Janurana counted on her fingers, curling her entire face into a scowl Dhanur had never seen from her before. “Because you had no idea who I was, let me sleep in your home despite your apprehensions, took me to a refuge through the Outside, and now I can work with you to kill the monsters who made me like this, made my mother a malevolent spirit, and ruined my life. In any case, it’s partly my fault you’re here anyways. If I never showed up then Brachen would have remained atop his mountain and you would have enjoyed your comfortable home. I lost my abbaji and I don’t want you to lose yours.”
Dhanur let out a long, ragged sigh, took in a breath with practiced ease, and let it out with just as much measurement.
“Okay. Alright, Janurana.” She put a hand on Janurana’s shoulder and patted it three times, then put her fists together, and bowed. Janurana bowed back, but Dhanur didn’t rise.
“I’m sorry?” Janurana blinked, confused.
“It’s just a warrior thing.” Dhanur blushed. Janurana could see it despite the darkness. “Shows we’re comrades, alright? If we’re gonna work together like this then, ya know, so go ahead and bow back like, uh, a warrior.”
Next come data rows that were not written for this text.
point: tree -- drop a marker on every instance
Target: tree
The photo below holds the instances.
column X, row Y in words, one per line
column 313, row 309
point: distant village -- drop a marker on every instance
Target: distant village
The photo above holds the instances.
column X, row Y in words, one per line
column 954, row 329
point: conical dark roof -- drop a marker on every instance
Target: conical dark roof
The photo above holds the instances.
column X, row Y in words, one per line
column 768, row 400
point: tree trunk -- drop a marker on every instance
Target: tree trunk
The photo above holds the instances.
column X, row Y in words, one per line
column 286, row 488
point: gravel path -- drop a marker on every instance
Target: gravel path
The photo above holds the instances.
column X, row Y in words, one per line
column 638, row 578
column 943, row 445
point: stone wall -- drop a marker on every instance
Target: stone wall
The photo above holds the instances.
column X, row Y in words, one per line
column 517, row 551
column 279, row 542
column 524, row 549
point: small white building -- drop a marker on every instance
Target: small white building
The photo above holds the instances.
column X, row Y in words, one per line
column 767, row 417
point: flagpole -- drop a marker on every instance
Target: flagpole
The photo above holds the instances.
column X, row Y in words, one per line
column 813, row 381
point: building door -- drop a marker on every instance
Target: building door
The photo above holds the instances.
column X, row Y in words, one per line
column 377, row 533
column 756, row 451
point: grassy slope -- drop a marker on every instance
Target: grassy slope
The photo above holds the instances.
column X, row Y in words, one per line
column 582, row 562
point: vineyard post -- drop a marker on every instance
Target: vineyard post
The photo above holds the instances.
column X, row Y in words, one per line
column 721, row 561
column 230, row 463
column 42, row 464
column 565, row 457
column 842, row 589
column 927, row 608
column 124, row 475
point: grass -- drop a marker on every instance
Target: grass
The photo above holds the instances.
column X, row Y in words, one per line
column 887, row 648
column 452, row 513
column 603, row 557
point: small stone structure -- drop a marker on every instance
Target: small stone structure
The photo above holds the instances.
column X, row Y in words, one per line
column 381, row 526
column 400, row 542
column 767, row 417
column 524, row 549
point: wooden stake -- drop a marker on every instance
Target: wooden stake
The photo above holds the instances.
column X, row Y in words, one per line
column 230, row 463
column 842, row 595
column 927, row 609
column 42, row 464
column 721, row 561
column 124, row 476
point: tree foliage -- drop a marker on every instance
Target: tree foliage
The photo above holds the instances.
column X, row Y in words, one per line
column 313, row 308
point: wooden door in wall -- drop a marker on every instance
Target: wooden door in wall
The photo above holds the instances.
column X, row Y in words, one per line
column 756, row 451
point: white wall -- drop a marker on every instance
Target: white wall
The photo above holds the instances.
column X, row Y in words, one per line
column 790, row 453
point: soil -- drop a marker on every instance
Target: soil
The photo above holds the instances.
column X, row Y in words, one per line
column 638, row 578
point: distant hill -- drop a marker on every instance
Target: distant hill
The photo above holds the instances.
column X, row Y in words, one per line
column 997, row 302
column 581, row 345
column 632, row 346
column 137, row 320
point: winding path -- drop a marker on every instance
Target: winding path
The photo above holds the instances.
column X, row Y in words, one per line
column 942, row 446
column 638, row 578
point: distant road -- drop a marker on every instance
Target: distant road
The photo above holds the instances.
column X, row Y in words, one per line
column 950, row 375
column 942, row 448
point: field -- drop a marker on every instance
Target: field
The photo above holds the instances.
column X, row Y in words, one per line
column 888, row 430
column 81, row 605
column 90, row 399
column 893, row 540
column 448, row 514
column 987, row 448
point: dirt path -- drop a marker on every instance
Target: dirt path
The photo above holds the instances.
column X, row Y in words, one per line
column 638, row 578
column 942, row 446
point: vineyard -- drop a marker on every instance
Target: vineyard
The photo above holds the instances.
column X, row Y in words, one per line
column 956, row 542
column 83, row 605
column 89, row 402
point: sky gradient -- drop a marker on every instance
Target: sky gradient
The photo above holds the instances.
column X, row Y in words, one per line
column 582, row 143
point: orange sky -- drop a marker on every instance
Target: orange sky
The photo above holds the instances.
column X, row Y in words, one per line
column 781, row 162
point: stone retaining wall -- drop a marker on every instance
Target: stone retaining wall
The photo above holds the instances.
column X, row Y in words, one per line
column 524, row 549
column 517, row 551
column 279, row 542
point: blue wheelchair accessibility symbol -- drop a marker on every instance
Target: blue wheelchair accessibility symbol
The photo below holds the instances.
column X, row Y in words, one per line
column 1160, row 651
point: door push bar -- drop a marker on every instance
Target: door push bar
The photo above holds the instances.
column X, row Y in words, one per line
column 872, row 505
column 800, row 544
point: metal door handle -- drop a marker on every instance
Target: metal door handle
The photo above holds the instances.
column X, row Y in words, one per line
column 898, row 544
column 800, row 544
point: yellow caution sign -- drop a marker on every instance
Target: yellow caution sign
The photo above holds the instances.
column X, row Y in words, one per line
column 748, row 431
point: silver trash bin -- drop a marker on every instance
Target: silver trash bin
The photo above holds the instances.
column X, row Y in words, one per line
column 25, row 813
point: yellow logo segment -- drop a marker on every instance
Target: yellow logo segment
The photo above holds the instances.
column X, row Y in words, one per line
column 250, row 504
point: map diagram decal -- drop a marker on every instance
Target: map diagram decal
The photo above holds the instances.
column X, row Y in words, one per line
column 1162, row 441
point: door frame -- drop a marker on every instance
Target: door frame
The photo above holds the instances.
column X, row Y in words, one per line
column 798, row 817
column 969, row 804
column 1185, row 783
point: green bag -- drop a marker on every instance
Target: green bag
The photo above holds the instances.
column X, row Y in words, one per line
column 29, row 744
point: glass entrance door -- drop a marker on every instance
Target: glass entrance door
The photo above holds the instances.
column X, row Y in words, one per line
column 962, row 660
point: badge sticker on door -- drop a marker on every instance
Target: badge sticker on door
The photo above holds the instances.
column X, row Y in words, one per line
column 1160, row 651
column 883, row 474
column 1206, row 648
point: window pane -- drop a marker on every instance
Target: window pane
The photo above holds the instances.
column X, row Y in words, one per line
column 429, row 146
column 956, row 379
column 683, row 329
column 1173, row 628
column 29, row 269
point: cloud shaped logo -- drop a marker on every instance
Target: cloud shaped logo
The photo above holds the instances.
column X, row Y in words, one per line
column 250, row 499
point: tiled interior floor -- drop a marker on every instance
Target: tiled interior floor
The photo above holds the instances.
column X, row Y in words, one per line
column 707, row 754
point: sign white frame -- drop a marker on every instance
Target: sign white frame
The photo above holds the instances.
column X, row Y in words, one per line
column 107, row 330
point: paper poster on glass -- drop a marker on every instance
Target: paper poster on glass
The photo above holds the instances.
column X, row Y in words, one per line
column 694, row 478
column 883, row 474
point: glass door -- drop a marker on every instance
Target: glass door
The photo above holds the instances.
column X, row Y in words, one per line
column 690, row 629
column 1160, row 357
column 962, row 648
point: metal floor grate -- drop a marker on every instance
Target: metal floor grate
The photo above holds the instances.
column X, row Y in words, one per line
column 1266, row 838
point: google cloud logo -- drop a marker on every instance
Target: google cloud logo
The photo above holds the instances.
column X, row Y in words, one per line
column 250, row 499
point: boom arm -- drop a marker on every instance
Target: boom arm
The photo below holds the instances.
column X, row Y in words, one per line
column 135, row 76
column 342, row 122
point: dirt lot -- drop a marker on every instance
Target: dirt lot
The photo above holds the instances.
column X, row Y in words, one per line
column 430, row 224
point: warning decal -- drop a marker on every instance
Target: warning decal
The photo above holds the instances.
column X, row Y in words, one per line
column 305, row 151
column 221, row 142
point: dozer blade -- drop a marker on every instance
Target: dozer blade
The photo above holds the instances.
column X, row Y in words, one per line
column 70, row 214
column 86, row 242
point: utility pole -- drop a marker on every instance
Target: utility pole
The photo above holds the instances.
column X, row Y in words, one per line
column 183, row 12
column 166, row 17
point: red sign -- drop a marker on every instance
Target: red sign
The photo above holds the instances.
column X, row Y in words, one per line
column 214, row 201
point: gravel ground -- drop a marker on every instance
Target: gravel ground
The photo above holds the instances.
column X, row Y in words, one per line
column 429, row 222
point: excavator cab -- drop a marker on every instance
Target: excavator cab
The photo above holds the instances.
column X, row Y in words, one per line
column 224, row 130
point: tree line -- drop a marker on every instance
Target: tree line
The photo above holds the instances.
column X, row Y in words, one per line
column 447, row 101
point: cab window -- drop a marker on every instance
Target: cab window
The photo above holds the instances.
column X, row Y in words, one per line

Janurana chuckled and put her fists together. Following Dhanur’s lead, they clasped each other’s forearms to interlock their connection to each other, with dainty noble fingers rubbing against coarse leather gloves.
“And I’ll be sure to retrieve that wonderful ax you gifted me when we return from here,” Janurana said.
“It was a pretty great find, huh?” Dhanur turned and motioned for Janurana to follow.